Besides eroding taste and taste-building, this is about just how useful friction is as signal.

Everyone coding with AI knows it routes around difficulties like a river around a stone, which is not necessarily a good thing. It will do it tirelessly 1000 times instead of learning anything from it. AND if the AI does not fail in this, the human driver will get no signal, and never know it happened. This seems to be getting worse, not better.. my theory is that more models are cross-trained on cybersecurity stuff where the goal is success and the method doesn't matter. Fine for pen-testing, ultimately pretty bad for coherent code or math or physics.

Discrete tasks where we don't want to be bothered is a real use-case, but optimizing for it everywhere is terrible for the future of durable abstractions that we can build on and ratchet up our understanding with. Bad for the models too eventually! They can maintain a codebase with millions of special cases or juggle tons of free variables in equations, but that just encourages bad abstractions.. they have a ceiling for this too, even if it's higher than humans.

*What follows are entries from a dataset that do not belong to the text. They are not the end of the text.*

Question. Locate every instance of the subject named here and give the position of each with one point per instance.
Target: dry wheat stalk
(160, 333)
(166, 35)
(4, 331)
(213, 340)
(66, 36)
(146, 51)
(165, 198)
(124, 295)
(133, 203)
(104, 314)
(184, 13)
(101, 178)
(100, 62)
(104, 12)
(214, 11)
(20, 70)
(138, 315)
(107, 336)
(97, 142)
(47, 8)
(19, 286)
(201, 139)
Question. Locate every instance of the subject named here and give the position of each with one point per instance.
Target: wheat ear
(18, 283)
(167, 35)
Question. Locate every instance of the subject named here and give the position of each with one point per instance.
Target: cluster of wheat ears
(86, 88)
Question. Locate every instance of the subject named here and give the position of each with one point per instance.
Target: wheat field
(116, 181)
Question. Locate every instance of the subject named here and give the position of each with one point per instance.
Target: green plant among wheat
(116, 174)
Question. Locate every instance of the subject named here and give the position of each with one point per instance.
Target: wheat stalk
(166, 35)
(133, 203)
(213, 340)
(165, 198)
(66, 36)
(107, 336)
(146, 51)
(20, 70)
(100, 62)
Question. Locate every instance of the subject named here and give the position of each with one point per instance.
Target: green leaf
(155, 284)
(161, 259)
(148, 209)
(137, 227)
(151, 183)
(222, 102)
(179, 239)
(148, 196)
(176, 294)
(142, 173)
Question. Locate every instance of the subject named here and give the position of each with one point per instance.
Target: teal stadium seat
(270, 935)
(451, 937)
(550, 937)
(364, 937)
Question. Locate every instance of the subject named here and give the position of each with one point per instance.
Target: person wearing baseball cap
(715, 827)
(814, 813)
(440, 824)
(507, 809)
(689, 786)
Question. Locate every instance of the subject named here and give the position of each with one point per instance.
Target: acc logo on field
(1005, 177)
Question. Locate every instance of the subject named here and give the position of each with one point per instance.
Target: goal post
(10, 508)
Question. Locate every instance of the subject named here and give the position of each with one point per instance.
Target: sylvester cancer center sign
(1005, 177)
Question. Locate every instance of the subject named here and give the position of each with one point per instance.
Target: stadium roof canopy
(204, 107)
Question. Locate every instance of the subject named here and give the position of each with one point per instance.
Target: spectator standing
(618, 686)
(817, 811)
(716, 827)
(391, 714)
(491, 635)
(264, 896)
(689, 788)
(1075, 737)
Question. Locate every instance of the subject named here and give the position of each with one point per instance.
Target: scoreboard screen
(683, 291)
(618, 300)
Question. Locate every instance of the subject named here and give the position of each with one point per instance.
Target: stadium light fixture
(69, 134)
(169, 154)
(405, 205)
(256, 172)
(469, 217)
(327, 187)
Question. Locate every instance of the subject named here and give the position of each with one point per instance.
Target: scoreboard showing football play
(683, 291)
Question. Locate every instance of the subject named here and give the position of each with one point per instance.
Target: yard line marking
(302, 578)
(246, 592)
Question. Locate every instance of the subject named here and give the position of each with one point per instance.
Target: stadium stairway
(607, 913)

A Severe Misalignment of AI in human-centered Mathematics
In the Economist article Tao links, Hugo Duminil-Copin, draws a comparison: airdropping someone on the summit of Mount Everest is very different from climbing it.

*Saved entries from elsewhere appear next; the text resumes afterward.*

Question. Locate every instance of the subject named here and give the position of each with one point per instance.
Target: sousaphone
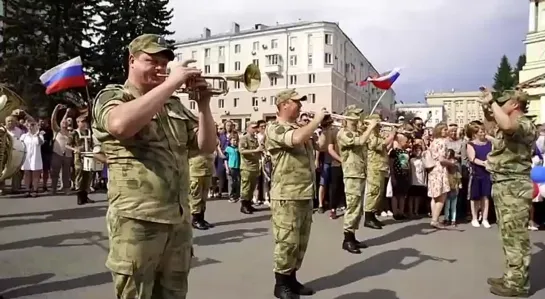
(12, 150)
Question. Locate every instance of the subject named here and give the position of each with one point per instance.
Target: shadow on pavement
(53, 216)
(92, 238)
(63, 285)
(376, 265)
(373, 294)
(232, 236)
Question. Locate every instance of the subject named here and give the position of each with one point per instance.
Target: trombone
(251, 79)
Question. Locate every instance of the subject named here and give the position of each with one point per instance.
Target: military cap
(150, 44)
(289, 94)
(352, 112)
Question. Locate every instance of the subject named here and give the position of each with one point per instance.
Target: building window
(328, 59)
(293, 79)
(329, 39)
(272, 59)
(293, 60)
(312, 98)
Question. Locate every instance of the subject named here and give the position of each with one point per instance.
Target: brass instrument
(12, 150)
(251, 79)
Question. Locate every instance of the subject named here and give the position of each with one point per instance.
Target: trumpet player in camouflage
(509, 164)
(352, 144)
(293, 180)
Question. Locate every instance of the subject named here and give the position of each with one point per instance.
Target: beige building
(532, 75)
(461, 107)
(316, 58)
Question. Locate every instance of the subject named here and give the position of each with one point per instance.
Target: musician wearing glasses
(293, 179)
(147, 135)
(352, 145)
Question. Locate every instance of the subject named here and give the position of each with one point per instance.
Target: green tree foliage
(504, 79)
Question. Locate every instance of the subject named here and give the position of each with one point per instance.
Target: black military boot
(282, 287)
(198, 223)
(349, 243)
(369, 221)
(246, 207)
(298, 288)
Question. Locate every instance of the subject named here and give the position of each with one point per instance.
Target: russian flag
(64, 76)
(385, 81)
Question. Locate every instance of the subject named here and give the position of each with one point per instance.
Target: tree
(520, 64)
(23, 50)
(503, 79)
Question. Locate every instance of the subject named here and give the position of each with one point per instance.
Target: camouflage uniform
(352, 151)
(292, 191)
(377, 170)
(150, 235)
(201, 168)
(82, 179)
(249, 170)
(509, 164)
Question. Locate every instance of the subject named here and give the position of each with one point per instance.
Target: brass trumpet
(251, 79)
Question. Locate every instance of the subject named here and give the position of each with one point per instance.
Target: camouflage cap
(289, 94)
(150, 44)
(352, 112)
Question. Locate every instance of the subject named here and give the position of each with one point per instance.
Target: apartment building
(316, 58)
(433, 113)
(461, 107)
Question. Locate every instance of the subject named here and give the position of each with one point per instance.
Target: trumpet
(251, 79)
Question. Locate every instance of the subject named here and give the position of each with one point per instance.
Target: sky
(439, 44)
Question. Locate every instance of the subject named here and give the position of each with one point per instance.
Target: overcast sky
(440, 44)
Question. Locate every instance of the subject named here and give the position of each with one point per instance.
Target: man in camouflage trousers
(250, 155)
(147, 135)
(76, 141)
(377, 170)
(352, 145)
(509, 164)
(292, 190)
(201, 168)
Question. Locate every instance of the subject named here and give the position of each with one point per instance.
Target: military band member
(509, 164)
(352, 145)
(147, 135)
(292, 191)
(201, 168)
(250, 155)
(76, 142)
(377, 170)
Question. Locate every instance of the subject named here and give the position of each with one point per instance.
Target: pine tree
(504, 79)
(520, 64)
(23, 50)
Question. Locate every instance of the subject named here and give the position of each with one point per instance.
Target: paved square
(51, 248)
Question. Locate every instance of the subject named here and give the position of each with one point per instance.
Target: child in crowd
(232, 166)
(455, 182)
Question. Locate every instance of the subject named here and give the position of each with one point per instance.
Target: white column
(532, 17)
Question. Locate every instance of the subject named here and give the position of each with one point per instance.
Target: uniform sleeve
(105, 102)
(279, 136)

The fundamental issue with AI solving any perceived difficult problem is that we have lost the journey. The sight atop Mount Everest looks much different when you have climbed compared to being dropped from above.

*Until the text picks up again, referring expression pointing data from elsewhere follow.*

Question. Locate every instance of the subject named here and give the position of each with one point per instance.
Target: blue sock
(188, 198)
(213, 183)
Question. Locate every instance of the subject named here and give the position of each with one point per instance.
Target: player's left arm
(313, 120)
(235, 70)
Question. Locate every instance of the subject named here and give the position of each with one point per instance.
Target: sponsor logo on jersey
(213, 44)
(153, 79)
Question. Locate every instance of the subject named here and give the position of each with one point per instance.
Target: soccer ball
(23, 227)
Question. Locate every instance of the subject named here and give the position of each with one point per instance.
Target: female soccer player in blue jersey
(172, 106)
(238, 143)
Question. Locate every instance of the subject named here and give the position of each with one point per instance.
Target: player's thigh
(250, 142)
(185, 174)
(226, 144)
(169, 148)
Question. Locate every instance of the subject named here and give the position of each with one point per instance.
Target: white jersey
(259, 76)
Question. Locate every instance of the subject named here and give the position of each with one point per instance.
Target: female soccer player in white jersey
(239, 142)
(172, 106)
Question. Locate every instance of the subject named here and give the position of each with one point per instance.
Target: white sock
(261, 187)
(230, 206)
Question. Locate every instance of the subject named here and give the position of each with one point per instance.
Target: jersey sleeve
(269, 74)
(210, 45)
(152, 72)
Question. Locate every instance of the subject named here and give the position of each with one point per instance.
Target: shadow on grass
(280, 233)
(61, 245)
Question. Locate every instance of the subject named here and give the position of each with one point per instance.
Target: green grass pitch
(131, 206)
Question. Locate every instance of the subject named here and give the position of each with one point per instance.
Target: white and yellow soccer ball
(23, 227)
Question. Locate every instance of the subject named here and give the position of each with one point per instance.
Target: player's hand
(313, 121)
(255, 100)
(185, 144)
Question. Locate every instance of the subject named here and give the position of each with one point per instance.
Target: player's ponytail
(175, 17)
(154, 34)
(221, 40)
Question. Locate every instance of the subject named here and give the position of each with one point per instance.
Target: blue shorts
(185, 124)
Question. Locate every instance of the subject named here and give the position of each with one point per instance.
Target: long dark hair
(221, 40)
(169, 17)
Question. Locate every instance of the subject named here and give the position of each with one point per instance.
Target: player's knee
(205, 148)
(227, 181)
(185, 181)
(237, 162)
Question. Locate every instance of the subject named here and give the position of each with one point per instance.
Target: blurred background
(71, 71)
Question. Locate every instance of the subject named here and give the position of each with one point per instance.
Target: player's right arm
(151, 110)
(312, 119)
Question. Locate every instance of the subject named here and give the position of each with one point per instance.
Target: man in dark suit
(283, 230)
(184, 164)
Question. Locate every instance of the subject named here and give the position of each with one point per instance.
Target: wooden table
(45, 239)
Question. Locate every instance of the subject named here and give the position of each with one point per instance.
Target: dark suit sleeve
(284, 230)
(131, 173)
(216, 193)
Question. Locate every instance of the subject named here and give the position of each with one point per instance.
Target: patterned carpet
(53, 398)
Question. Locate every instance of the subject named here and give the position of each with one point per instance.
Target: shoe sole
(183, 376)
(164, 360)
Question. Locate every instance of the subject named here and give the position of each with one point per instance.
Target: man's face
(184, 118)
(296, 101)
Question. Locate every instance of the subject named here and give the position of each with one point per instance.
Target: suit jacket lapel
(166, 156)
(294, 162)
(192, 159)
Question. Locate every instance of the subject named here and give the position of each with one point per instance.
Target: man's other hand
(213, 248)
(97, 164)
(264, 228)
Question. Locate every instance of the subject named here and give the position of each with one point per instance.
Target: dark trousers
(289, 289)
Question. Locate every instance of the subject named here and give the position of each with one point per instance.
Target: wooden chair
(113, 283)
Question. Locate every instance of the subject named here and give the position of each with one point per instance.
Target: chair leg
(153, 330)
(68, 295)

But we don't pour billions of dollars of research funding into mountain climbing because we think it's going to lead to wider breakthroughs in science and technology. And when we need to get people on top of a mountain for an important purpose -- like a military or search and rescue operation, for example -- we absolutely do airdrop them right on the top.

So that raises the question: is mathematics simply a pursuit of passion? Are problems solved "because they're there"? If so, then mathematics can join the ranks of things like mountain climbing, cycling, and weight lifting. But if we are trying to accomplish something important (design better airplanes, find theoretical guarantees about cryptography, factor matrices faster), mathematics needs to become more like a military or search and rescue operation, using the best technology available to secure the outcome we need. Given that the NSF pours billions into scientific research every year, it sure seems like mathematicians want to think of themselves as being in the latter category.

What defines important and why must it be solved in haste? Many issues and other problems arise during the journey in solving all problems; those that are needed and those that are pursuits for their own sake.

If AI gave us the plane to reach Everest without us having gone through the journey of aviation and flight, what would we have lost without that process?

But the most important problems to be solved are not technological challenges but social ones, involving humans and our relationship to one another. An area AI will forever ill-suited to handle.

as someone who loves to go down with a snowboard, I can see value to being taken to the top and then enjoying the ride down. im sure it is not a thing to be ashamed of, as millions do it.
Academics should never leak their research to ClosedAI lest their work be stolen. Universities and corporations will have to build their own compute to not have their data stolen.